Assisting the Process of Prison Reform in Southern Sudan - Building Leadership Capacity within the Prisons Service and Addressing the Circumstances of Prisoners with Specific Needs (Phase II)  

Project Status: Completed

Project Duration: 05/2008 - 01/2011

Total Budget: US $4,359,500


  1. Government of Canada - Department of Foreign Affairs and International Trade (DFAIT), Stabilization and Reconstruction Task Force (START)
  2. Government of the United States of America - US State Department, Bureau of International Narcotics and Law Enforcement (INL)


Southern Sudan Prisons Service (SSPS)

Implementing Partners

  1. The United Nations Mission in Sudan (UNMIS) Rule of Law Corrections Advisory Unit
  2. The International Centre for Criminal Law Reform and Criminal Justice Policy (ICCLR)

Outline and Objectives

Twenty-three years of civil war had far-reaching and devastating effects on the social and economic development of Sudan. An entire generation was born and raised in conflict, the result of which was the development of a military culture, the erosion of the rule of law and widespread poverty.

After more than two decades of bloodshed, the UN-brokered Comprehensive Peace Agreement (CPA) was signed in 2005 between the Sudanese Government and the Sudan People's Liberation Army (SPLA). Following the conclusion of the Agreement, autonomy was given to the South and the Interim Constitution of Southern Sudan was adopted leading to the creation of the Government of Southern Sudan (GoSS). The CPA incorporated wealth and power sharing provisions and recognized the right to self-determination by including a provision for a referendum on national sovereignty.
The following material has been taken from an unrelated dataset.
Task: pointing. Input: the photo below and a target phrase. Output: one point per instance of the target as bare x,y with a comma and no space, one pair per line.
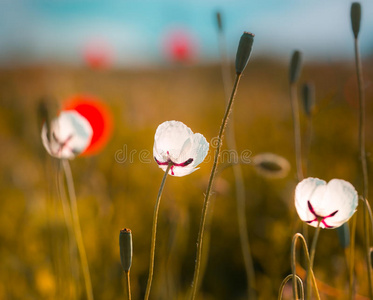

During the period between the signing of the CPA in 2005 and South Sudan gaining independence in 2011, GoSS committed itself to strengthening institutional capacity and prioritized the establishment of a functional criminal justice system which adheres to the rule of law, and which is respected by law enforcement officials and the community. In order to support this enormous undertaking, and recognizing the value of joint programming, the United Nations Mission in Sudan (UNMIS) Corrections Advisory Unit invited UNODC and the International Centre for Criminal Law Reform and Criminal Justice Policy (ICCLR) to undertake a joint assessment of the prison system. As a result, UNODC and ICCLR experts began actively working with the Southern Sudan Prisons Service (SSPS) in 2007 .

At the time the UNODC prison reform programme was launched, the Prisons Service was comprised of approximately 17,000 officers, the majority of which were former SPLA soldiers and guerilla fighters with no prior knowledge of prison work. The majority were illiterate having never received formal education and the rest included a few professional officers who were in continuous service during the war, as well as some prison personnel who left the service to enlist as soldiers but who were later deployed back to the SSPS after the signing of the CPA in 2005. The prison population, on the other hand, was estimated to be around 6,000 however generating accurate data continues to be a challenge because of a persisting lack of communication between smaller rural prisons and the various Prisons Service headquarters at the state level.

The SDNU48 project refers to the second phase of activities implemented under the UNODC prison reform programme in Southern Sudan. While the activities under Phase I (December 2007 to August 2008) began the process of building the institutional capacity of the Prisons Service, Phase II (September 2008 to August 2010) focused on addressing the need for human resources, leadership development and skills training. Project activities were designed to build on the willingness of the Prisons Service leadership to engage in sustained reforms, including by encouraging coordination with other criminal justice actors.  Project outcomes under the Phase II project included:

  1. Building a leadership cadre;
  2. Developing management and information systems;
  3. Developing laws, policies and standing orders to support reforms;
  4. Ensuring lawful detention and adherence to the rule of law;
  5. Improving the well-being of vulnerable groups of prisoners; and
  6. Improving prison conditions and prisoner health.

Key Achievements

  • Prison leaders exposed to international minimum standards;
  • Prison officers acquired an understanding of the unique needs of vulnerable groups of prisoners;
  • Prison officers who participated in training exercises in Phase I facilitated training courses in specific areas of prison work in Phase II;
  • Significant infrastructure improvements were made to selected prisons;
  • Health and sanitation issues are increasingly prioritized by the Prisons Service;
  • The concept of 'alternatives to imprisonment' is now widely acknowledged as a priority area requiring the active cooperation of all criminal justice actors;
  • A probation function was revived through the formal establishment of a Probation and Aftercare Unit;
  • A pilot juvenile probation programme was launched in Juba Central Prison;
  • Court liaison was introduced as a function of the prison system.